A sample accounting project with best practices in software design for simple & safe code respecting accounting standards.
the process of being mentally stimulated to do or feel something, especially to do something creative.
This project is certainly inspired by many years of experience working with awesome colleagues and complex systems, making it clear that functional programming can be very useful for software in all business areas.
It's also inspired by a few books that you definitely should read.
- Grokking Simplicity: Taming complex software with functional thinking by Eric Normand (ISBN 9781617296208)
- Grokking Functional Programming by Michał Płachta (ISBN 9781617291838)
- Domain-Driven Design: Tackling Complexity in the Heart of Software, 1st edition by Eric Evans (ISBN 9780321125217)
- Implementing Domain-Driven Design by Vaughn Vernon (ISBN 9780321834577)
Thank you all \o/ -- colleagues, companies and authors.
Accounting is a clear use case for event sourcing, where data MUST NOT be simply updated. Instead of that, every change MUST be appended to a journal, where all transactions are logged individually. After that, they can be aggregated to support different needs. e.g. specific journals or financial reports.
This project was designed according to practices defined by domain-driven design -- making use of events, aggregates, entities and strongly typed values as value objects, avoiding anemic classes.
Of course, as this project is simply an example, with clear domain and bounded context, there's no need for strategic design, so it's basically applying tactical design with events and aggregates.
This project also applies a little bit of functional programming paradigm, with pure functions and immutable values, avoiding unexpected side effects.
Of course at some point some mutation needs to be done, some state needs to be changed, but such mutations are deferred as much as possible.
Inspired by the "Mostly adequate guide to FP in Javascript", functions are
designed to return Either<E, A> -- where E is an error type, and A is the
actual result type, in case of success.
p.s. this project is not making full use of functional programming. The core
classes and methods are purely functional, as much as multi-paradigm languages
like TypeScript and JavaScript can be. There's much more in FP than
immutability, pure functions and pure error handling. This project is a basic,
minimal implementation of FP.
p.s. you can learn more about pure error handling and Either<E, A>
in a specific chapter of the guide mentioned above.

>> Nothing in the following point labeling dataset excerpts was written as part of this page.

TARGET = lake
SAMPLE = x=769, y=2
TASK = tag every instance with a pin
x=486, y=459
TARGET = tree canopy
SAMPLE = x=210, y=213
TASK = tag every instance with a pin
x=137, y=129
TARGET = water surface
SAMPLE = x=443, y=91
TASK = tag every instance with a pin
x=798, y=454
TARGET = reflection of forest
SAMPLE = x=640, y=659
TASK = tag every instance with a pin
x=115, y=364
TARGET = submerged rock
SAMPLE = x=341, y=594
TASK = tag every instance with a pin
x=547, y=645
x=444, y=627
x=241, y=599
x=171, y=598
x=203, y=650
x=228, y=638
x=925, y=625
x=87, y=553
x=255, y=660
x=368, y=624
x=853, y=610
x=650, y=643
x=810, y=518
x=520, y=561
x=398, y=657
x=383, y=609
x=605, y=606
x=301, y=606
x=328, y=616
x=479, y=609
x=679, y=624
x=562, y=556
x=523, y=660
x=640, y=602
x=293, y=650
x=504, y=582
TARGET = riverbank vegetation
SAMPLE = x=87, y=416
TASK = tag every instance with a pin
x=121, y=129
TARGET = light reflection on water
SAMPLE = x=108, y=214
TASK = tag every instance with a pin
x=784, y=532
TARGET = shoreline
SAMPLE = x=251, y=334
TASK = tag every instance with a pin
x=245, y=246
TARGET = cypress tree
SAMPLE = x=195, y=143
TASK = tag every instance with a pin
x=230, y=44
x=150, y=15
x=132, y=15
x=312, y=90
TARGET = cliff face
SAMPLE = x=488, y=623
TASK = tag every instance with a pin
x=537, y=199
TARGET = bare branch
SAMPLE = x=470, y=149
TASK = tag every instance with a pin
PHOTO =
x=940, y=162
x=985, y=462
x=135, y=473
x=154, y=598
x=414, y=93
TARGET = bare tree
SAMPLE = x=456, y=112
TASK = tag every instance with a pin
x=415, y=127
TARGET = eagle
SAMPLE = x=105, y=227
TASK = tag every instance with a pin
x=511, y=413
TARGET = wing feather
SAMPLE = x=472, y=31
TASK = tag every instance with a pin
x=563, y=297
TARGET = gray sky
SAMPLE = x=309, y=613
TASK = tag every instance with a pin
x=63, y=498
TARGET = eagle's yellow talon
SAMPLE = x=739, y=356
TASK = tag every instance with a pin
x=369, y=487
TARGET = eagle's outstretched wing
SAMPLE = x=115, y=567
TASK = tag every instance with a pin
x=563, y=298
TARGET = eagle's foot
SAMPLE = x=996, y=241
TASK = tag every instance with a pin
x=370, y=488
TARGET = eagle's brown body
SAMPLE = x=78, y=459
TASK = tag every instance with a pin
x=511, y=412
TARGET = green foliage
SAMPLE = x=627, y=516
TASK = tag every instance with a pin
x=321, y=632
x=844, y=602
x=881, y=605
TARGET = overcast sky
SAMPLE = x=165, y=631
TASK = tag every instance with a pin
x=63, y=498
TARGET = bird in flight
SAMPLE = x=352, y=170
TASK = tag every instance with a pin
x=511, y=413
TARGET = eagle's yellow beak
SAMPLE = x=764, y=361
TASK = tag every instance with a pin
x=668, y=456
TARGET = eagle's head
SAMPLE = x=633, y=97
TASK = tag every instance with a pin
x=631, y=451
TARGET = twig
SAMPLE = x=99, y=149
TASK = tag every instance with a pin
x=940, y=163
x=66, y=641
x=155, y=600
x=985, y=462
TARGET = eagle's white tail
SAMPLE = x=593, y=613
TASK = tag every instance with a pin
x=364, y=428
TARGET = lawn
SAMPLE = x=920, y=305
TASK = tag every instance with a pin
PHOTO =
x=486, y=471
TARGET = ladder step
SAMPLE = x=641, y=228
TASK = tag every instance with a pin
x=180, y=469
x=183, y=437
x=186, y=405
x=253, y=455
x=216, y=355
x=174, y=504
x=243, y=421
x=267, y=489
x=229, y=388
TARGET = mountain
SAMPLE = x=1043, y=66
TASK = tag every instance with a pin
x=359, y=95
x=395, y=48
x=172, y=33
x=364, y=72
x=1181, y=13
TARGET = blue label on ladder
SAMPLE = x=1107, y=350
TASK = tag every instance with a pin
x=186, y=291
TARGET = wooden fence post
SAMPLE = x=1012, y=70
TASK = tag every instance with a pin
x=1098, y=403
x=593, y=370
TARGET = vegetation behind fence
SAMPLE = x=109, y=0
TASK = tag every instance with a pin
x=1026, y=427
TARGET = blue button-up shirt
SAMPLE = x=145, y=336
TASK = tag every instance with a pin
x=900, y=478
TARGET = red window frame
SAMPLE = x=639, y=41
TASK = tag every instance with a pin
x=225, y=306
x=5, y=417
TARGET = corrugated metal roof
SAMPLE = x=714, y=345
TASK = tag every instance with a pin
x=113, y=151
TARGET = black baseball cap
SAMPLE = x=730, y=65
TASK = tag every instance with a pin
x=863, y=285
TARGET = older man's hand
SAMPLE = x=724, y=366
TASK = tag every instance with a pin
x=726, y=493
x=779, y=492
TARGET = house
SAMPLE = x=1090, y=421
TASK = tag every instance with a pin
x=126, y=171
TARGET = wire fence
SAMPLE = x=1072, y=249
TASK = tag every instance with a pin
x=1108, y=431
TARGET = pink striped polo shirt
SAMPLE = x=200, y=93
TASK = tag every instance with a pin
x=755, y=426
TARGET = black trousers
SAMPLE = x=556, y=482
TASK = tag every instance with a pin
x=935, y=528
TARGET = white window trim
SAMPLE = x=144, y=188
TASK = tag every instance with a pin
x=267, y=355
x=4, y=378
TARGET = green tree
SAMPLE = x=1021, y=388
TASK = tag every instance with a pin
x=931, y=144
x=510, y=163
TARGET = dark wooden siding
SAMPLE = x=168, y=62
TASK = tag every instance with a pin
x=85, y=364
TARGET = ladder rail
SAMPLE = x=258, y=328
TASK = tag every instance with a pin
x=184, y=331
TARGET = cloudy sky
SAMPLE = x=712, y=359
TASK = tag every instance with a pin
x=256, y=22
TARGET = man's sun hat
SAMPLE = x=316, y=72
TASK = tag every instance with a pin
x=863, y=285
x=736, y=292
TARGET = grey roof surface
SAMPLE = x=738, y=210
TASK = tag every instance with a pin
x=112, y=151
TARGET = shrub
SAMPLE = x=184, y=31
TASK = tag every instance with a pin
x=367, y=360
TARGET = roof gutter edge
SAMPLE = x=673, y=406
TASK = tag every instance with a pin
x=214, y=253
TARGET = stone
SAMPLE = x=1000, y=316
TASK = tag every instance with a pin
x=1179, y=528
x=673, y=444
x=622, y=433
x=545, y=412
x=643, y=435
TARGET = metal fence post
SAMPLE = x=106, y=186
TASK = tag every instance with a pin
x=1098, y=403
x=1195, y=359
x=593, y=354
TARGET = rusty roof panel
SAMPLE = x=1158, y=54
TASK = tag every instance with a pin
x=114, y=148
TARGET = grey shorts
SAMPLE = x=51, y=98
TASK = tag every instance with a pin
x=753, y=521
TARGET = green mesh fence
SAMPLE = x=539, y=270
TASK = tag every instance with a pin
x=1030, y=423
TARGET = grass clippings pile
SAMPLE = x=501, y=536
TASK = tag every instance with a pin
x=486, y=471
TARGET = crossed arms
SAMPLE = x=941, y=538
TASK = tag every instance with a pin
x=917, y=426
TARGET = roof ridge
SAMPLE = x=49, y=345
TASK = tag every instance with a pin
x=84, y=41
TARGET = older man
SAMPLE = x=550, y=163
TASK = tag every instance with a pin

Functions that would normally mutate a value, have been designed to actually
return a specific type Mutation<MutantType, EventType> containing
mutant: MutantType and events: EventType[] that caused the mutation.
That avoids impure functions & provides any events that need to be stored in the event store for event sourcing.
In other words, a new value with different state is returned without changing the state of the original value, but including the events that caused the new state.
Example
const mutation: Mutation<CustomerAccount, CustomerAccountEvent> =
customerAccount.allocatePayment(payment, currentDateTime)
const updatedCustomerAccount: CustomerAccount = mutation.mutant
const events: CustomerAccountEvent[] = mutation.eventsA statically typed programming language makes the software more safe to run and more easy to understand and work with. Avoiding run-time errors is a great benefit, as well as knowing what types to expect as arguments and return values.
TypeScript is a very popular language, therefore more people and companies get a chance to understand and experiment event sourcing, domain-driven design and functional programming paradigm.
Unfortunately that's not the case for Haskell or other purely functional programming languages.